His hands tightened around her waist, fingers clutching at her blouse. “Yes. But I don't think that's a good idea. I think—” His voice turned low, a jagged whisper in her ear. “I think—that if you're not sure about this—you should tell me. Right now.”

“Who's scared now?” she whispered back. “Don't I feel shh—”

He kissed the words out of her mouth, swallowed her flimsy attempts at seduction, until she realized she didn't have to convince him. He was back with her, in the present … and he wanted her, too.

His lips tugged at hers and she clung to him, her hands slipping against his jacket like she was trying to take hold of water, like she couldn't pull him close enough. Every time they broke apart, their breaths cut the air with twin gasps; and then their lips met again, frantic, like kissing was more important than breathing.

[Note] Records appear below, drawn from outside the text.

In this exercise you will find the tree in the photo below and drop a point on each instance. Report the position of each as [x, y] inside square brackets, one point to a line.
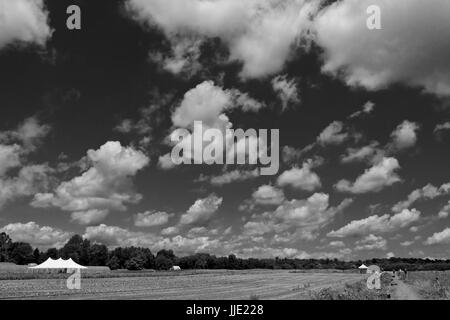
[113, 263]
[21, 253]
[73, 248]
[98, 254]
[135, 263]
[52, 253]
[5, 244]
[37, 255]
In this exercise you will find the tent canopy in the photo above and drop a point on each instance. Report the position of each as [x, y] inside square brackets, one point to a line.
[58, 264]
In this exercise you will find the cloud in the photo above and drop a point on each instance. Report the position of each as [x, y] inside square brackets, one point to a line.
[444, 212]
[427, 192]
[377, 224]
[202, 210]
[371, 242]
[334, 134]
[375, 179]
[370, 153]
[409, 49]
[260, 34]
[442, 237]
[286, 90]
[230, 177]
[207, 103]
[151, 219]
[105, 185]
[300, 178]
[404, 136]
[367, 108]
[268, 195]
[37, 236]
[23, 21]
[89, 217]
[304, 217]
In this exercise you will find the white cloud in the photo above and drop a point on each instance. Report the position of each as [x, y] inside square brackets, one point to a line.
[268, 195]
[444, 212]
[442, 237]
[375, 179]
[151, 219]
[37, 236]
[334, 134]
[202, 210]
[230, 177]
[300, 178]
[411, 47]
[260, 34]
[23, 21]
[370, 153]
[89, 217]
[377, 224]
[286, 90]
[207, 103]
[371, 242]
[427, 192]
[404, 136]
[105, 185]
[367, 108]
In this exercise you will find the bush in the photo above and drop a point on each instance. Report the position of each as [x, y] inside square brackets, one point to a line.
[135, 264]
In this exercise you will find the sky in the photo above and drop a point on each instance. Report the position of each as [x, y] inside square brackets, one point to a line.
[363, 116]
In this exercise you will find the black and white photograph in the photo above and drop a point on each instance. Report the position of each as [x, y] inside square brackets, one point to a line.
[224, 150]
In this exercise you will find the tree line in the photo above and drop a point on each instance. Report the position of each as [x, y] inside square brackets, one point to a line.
[86, 253]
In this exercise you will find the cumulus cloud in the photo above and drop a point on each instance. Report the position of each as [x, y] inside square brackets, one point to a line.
[305, 217]
[105, 185]
[286, 90]
[404, 136]
[334, 134]
[23, 21]
[37, 236]
[260, 34]
[410, 48]
[427, 192]
[371, 242]
[367, 108]
[207, 103]
[300, 178]
[377, 224]
[369, 153]
[230, 177]
[202, 210]
[268, 195]
[151, 219]
[375, 179]
[442, 237]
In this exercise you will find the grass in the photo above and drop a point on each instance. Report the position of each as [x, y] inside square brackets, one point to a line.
[431, 285]
[184, 285]
[354, 291]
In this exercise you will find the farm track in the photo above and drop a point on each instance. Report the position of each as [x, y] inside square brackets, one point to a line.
[218, 285]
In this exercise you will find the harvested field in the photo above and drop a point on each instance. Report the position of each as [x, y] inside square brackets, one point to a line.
[186, 285]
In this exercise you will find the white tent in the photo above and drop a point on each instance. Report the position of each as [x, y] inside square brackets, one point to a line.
[58, 264]
[363, 268]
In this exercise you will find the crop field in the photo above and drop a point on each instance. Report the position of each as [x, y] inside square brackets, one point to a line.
[186, 285]
[431, 285]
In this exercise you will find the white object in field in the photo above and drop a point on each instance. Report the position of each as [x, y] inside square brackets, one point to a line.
[59, 264]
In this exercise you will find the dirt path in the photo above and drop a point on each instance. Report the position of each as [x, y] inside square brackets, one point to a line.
[402, 291]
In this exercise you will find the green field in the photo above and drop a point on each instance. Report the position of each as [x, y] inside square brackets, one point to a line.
[212, 284]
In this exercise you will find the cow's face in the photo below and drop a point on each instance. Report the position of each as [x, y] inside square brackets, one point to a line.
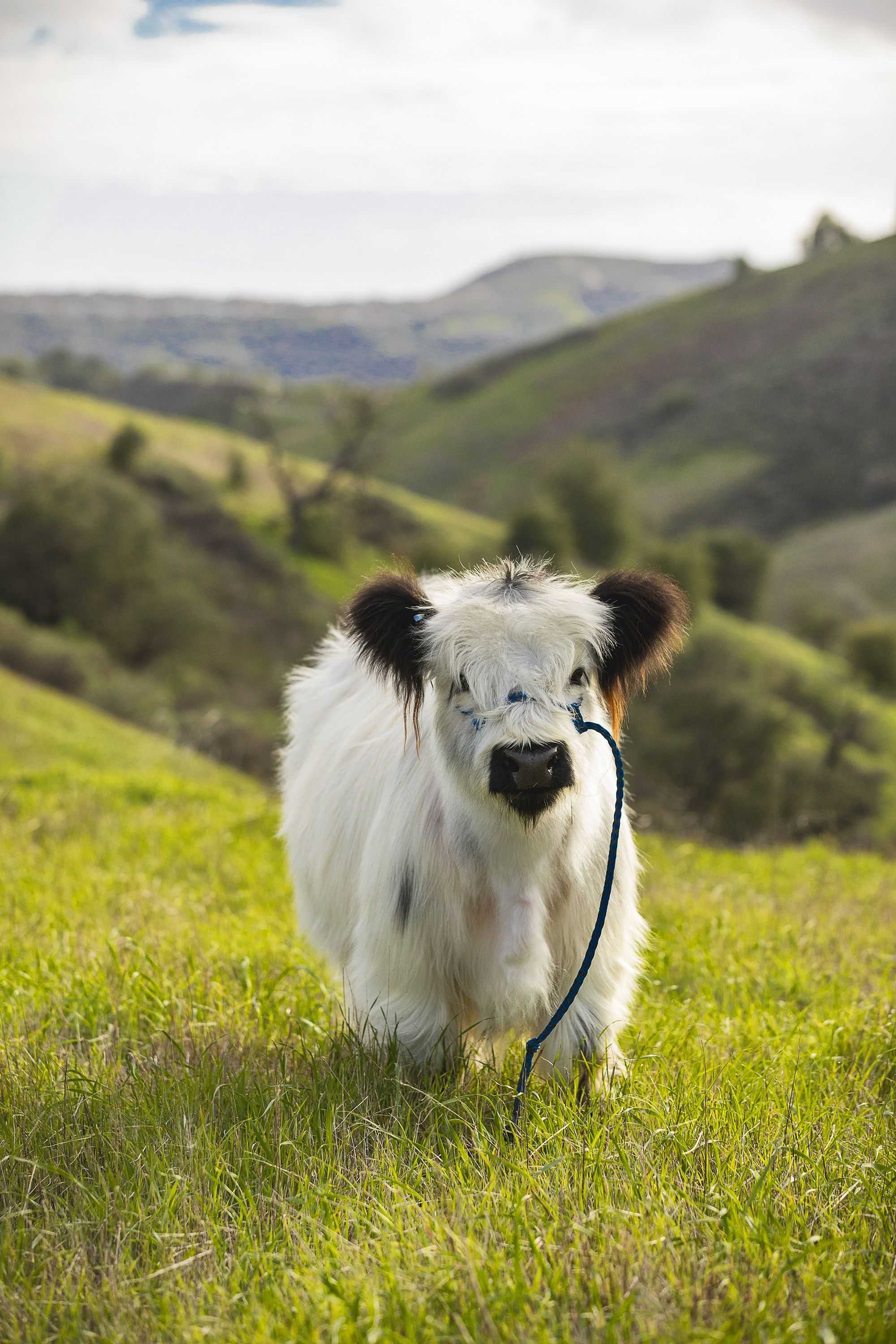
[508, 651]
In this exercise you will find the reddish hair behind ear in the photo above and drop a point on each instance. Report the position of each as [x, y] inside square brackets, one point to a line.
[649, 619]
[385, 620]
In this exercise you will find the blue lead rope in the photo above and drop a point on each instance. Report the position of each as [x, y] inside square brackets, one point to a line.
[532, 1046]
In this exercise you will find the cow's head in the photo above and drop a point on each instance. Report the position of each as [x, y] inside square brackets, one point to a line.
[507, 651]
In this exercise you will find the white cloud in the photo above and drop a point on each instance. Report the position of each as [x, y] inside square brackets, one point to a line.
[396, 144]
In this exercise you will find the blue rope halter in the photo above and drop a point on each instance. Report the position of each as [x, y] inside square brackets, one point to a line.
[559, 1014]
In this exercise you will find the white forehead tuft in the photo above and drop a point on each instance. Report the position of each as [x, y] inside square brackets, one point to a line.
[512, 624]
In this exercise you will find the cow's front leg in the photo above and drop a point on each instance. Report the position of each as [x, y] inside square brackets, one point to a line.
[582, 1041]
[519, 979]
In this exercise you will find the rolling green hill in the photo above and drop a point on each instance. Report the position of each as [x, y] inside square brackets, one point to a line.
[160, 594]
[769, 402]
[42, 425]
[194, 1147]
[844, 569]
[369, 342]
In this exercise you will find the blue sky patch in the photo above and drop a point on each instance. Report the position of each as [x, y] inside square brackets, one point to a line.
[166, 17]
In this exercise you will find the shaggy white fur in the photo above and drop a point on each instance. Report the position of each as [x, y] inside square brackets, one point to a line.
[450, 914]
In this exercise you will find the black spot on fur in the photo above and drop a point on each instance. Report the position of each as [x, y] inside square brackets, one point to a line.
[405, 900]
[381, 620]
[649, 617]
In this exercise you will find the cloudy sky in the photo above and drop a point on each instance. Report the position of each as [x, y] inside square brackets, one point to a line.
[396, 147]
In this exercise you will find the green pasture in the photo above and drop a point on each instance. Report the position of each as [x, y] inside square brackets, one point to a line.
[194, 1148]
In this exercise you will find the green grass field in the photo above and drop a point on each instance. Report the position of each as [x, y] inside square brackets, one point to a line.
[193, 1148]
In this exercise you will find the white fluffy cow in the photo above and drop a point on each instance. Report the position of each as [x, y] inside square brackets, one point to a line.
[454, 871]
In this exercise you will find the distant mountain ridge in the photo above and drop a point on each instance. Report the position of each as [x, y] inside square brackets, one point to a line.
[378, 342]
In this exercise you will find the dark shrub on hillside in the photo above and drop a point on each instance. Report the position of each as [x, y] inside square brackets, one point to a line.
[540, 530]
[871, 648]
[379, 522]
[593, 492]
[85, 547]
[326, 530]
[80, 666]
[77, 373]
[739, 749]
[237, 476]
[687, 562]
[125, 448]
[738, 566]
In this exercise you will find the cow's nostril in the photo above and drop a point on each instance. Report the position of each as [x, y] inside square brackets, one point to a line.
[531, 768]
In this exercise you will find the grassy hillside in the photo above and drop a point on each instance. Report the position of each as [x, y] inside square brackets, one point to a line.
[757, 734]
[769, 402]
[39, 425]
[162, 594]
[370, 342]
[843, 570]
[193, 1147]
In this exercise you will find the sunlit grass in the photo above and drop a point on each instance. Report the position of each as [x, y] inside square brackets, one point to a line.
[193, 1147]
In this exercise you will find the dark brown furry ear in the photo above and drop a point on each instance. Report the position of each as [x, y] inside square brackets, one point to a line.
[385, 620]
[649, 619]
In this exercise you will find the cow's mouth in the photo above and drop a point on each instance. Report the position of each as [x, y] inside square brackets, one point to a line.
[531, 779]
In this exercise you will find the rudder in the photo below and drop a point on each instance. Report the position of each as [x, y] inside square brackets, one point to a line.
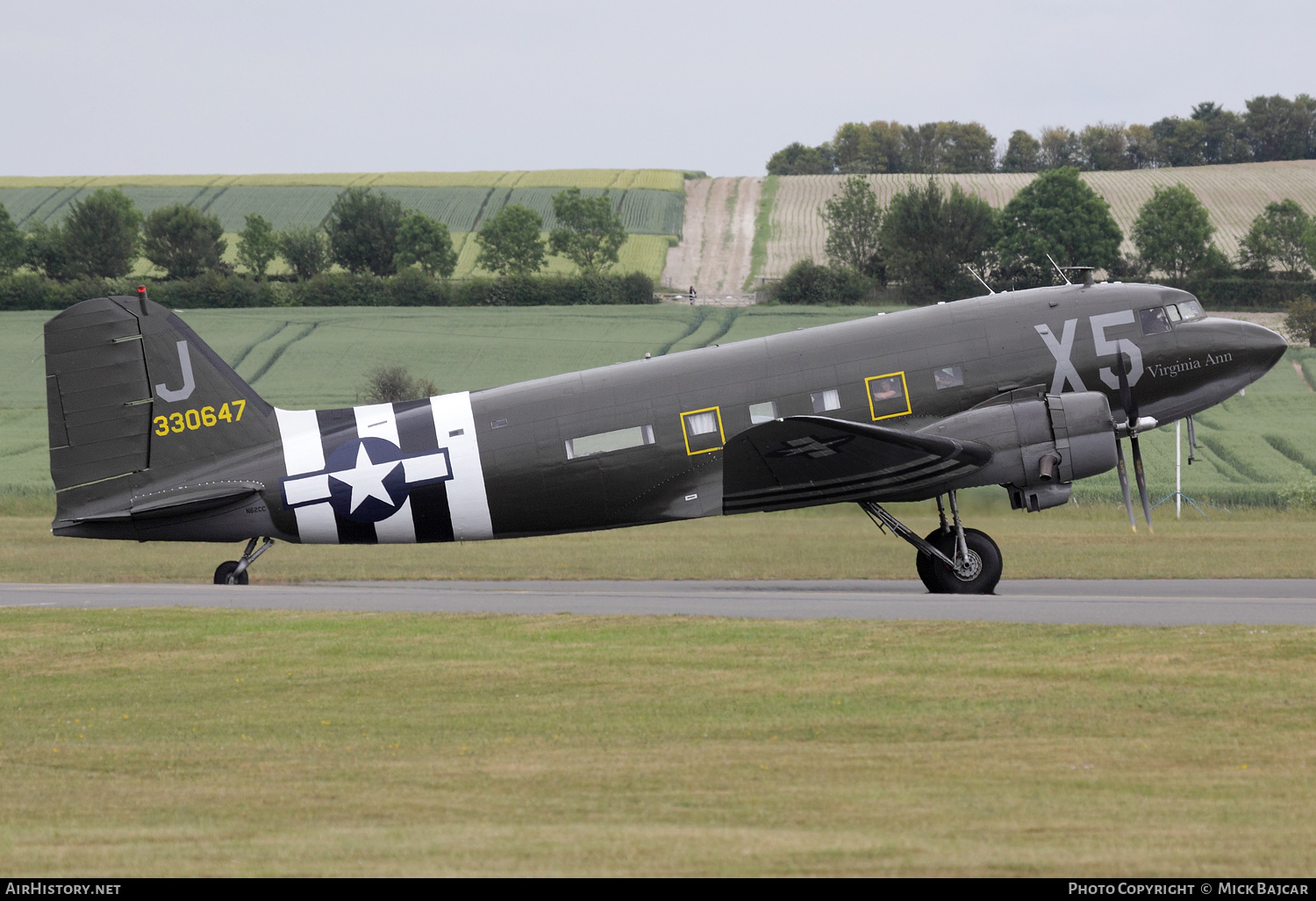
[134, 400]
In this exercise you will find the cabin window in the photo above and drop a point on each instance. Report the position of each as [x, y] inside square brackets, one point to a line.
[765, 412]
[887, 395]
[1155, 321]
[703, 431]
[826, 400]
[604, 442]
[948, 376]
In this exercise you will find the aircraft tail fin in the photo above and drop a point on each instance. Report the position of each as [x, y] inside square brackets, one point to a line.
[134, 397]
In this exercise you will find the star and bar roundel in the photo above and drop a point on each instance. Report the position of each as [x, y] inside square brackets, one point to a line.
[368, 479]
[384, 472]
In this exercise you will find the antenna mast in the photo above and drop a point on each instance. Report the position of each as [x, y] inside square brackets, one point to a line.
[1060, 270]
[974, 273]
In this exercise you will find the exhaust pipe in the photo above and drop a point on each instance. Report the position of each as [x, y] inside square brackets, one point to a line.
[1047, 467]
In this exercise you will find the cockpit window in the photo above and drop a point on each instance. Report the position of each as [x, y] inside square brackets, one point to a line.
[1155, 320]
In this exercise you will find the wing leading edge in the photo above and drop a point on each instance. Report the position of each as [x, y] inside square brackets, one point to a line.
[813, 459]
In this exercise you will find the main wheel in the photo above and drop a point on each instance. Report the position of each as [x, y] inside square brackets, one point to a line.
[225, 569]
[923, 563]
[981, 575]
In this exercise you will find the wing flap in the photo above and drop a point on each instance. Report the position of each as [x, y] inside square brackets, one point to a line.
[803, 461]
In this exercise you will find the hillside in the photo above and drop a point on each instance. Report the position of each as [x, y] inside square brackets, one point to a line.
[1234, 195]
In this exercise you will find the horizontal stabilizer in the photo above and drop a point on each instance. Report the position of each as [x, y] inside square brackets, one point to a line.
[184, 500]
[813, 459]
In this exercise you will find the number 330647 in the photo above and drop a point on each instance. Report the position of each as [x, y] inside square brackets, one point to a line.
[194, 420]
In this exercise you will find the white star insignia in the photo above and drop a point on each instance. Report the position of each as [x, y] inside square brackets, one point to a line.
[366, 479]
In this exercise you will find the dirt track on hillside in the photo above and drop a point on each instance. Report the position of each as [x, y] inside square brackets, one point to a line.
[719, 233]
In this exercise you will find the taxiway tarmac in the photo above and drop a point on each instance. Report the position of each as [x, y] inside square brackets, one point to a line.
[1110, 601]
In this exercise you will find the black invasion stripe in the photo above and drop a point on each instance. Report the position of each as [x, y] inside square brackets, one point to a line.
[339, 428]
[431, 513]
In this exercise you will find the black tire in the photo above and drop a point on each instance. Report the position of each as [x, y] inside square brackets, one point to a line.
[225, 569]
[923, 563]
[989, 555]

Mira started to feel dizzy, high, like the world was spinning. She tipped her head back, giving in to it, and Felix trailed kisses down her throat, his arms wrapped tightly around her, his lips wet on her skin … until she became almost numb to his touch. The world around her grew tinged with gray, and the feeling in her body flickered out, like a dying light.

She shuddered when he let her go, suddenly cold, like her warmth had been stolen. Her strength was gone; her limbs turned heavy and the glass counter tilted to meet her. As she collapsed, she knocked the bouquet and everything else to the floor, then stared dazedly at the mess of spilled water and flowers. The crash had sounded muffled to her ears.

I think I'm sick …,
she tried to tell Felix, but her mouth wouldn't form the words.

Across the room, Felix slid down against the wall. He'd torn himself away from her, put that distance between them as if it had to be done, and now he was speaking softly to himself. His eyes seemed to burn; he looked feverishly gorgeous—and haunted. Then he pulled himself together. He rose to his feet hesitantly, like he was wary of coming near her.

Felix,
she tried to say.
Something's wrong with me
. …
She lay with her cheek pressed to the glass, feeling like consciousness was a thin stream inside her that was slowly bleeding out.